The goal of this trial was to see if we could handle homeschooling as a setting. The curriculum is one of an online charter school, so we have not tested coming up with a tailored curriculum. That would be a moot point if we can't find a way to make the logistics a net positive.
California Virtual Academy (CAVA) has been mostly a pleasure to deal with and I think we are conducting a fair trial.
Soooooooo much flexibility! It's true that we could make it even more flexible by making our own curriculum, but he loves that he can press fast-forward on the teacher if he already understands something and that he can start when he wants and take breaks when he wants and pick the order of the subjects and do a double day of one and skip another and... lots of other tweaking.
Comfort. This is an awesome set up for academic work and for PE (and the fridge is close for as many snacks as he desires, he used to refuse to eat anything at school).

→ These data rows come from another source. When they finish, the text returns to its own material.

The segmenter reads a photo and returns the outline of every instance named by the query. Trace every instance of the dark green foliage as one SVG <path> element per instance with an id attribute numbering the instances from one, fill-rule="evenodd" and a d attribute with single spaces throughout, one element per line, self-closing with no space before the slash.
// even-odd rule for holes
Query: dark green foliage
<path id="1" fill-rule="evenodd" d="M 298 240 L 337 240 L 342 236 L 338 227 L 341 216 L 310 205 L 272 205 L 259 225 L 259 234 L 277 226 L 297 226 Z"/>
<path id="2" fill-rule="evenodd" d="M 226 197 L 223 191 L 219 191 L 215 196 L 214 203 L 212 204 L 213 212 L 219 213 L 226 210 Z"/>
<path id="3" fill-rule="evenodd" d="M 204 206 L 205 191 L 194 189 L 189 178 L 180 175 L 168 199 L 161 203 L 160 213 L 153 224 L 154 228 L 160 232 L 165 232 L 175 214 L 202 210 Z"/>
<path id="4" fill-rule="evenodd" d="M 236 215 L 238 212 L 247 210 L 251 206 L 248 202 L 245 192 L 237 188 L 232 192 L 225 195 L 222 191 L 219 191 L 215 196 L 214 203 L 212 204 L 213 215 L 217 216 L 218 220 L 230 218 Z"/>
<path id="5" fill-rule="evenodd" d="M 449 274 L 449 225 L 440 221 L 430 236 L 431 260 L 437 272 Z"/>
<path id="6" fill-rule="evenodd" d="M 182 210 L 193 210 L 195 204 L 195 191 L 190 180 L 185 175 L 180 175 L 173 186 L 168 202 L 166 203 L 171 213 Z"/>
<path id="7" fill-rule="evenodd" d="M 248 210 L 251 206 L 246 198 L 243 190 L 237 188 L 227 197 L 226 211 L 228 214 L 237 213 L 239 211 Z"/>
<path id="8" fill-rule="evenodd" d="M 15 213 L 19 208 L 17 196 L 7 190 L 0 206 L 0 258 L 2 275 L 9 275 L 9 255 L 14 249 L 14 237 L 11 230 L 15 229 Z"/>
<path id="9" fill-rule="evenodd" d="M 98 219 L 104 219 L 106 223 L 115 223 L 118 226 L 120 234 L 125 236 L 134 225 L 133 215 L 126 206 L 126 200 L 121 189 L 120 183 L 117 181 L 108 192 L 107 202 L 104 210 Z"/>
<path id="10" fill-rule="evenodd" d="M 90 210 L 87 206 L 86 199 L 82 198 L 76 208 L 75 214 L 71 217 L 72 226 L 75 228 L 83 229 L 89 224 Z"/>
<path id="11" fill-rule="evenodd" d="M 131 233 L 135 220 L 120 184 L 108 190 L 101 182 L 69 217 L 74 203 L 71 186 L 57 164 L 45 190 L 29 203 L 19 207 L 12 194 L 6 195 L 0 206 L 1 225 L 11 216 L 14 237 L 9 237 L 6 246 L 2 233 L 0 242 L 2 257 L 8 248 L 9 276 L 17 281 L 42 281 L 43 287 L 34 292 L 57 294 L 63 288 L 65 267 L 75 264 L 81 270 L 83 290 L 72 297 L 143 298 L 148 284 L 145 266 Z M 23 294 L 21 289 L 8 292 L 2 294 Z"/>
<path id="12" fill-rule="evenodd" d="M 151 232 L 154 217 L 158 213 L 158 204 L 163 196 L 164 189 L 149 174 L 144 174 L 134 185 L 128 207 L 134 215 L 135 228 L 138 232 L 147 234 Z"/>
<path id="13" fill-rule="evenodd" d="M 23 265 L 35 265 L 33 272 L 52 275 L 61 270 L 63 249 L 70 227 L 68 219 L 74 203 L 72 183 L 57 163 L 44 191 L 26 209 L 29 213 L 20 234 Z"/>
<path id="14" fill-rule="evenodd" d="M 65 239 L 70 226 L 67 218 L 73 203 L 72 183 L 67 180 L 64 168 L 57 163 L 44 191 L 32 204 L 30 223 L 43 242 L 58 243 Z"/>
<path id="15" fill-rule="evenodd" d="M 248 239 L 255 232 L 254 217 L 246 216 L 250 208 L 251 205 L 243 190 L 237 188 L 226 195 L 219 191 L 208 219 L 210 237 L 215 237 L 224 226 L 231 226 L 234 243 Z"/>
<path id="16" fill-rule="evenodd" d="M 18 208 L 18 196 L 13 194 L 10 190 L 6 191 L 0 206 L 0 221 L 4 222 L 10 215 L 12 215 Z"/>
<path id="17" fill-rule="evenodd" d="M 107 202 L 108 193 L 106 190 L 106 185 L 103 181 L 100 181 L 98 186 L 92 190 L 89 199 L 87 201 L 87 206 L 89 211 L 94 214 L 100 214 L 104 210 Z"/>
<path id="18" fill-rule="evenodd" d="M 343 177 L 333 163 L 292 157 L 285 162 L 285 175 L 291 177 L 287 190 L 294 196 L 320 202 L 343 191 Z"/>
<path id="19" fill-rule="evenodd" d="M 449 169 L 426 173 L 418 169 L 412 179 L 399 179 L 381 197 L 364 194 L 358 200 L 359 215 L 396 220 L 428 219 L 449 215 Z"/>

Time. Not only can he pick when he starts, he also doesn't have to wait for a classroom of kids to all get on the same page. His total academic time is roughly 3.5 hours each day and 40 minutes of PE. He usually starts around 9am and is done by 12:30p. That leaves so much more time for other interests. I've seen a reawakening of his interest in chess and reading comics and an intensifying of his love for vegging out with favorite audiobooks.
The biggest con is hard to summarize in a word or two. We've found that he finds it hard to believe what I say as a teacher. For example, he had decided that writing a research paper meant that you take whatever the first source says and put that in the paper. He didn't believe me and he didn't believe the instructions from the online curriculum. In his mind, we were making it harder; we were wrong. Lots of yelling, crying, distress. Full meltdowns of distress have only happened a handful of times, but mini-battles of the same I-know-better-how-x-works happen a few times a week. I find myself never knowing if my pleasant day is going to turn into a thunderstorm flying at me. I'm really good at keeping my cool, but I said from the beginning that sacrificing our warm, friendly home-life for homeschooling (if he decided, parent teacher = dictator bad guy) would not be an acceptable trade. We knew that he found it hard to learn from us and that could happen. My kiddo has done a bunch of introspecting and has figured out that he finds it easy to accept directions from his martial arts teacher or the teachers at the middle school because he feels like they should be setting the rules. He doesn't know why he doesn't feel that way about his parents, but we're working on figuring out how he can learn from us effectively.
My time: I miss my blocks of me-time. At first, it felt like it was never a good time to leave. Over the two months, we've worked out most of the kinks. I'm fine with having less private time because I still get enough and he is old enough to give me more on those days where I just need space. So, this is a mild con right now; finding the best educational option for our family is a much higher value.
Organization: As his learning coach, I'm painfully aware of his lack of organizational skills. Much of that falls to me right now in teaching and helping until he learns. Again, this is a mild con because I want him to gain the skills and that is a much higher value than the annoyance of reminding him every time to put away his supplies or water his plants for his science experiment.
So, my net evaluation is... we'll see. My kiddo is growing all the time and if he can figure out a way to learn from me smoothly, I'm glad to offer him this option and more. We have other resources to explore too for helping in that process. If it turns out that the process of homeschooling hurts our family more than it helps, we'll return to the wonderful middle school that was doing such an awesome job of helping him grow!
Sometimes, eating plantain pancakes together and figuring out a geography question is just awesome though, so we won't toss the experiment lightly!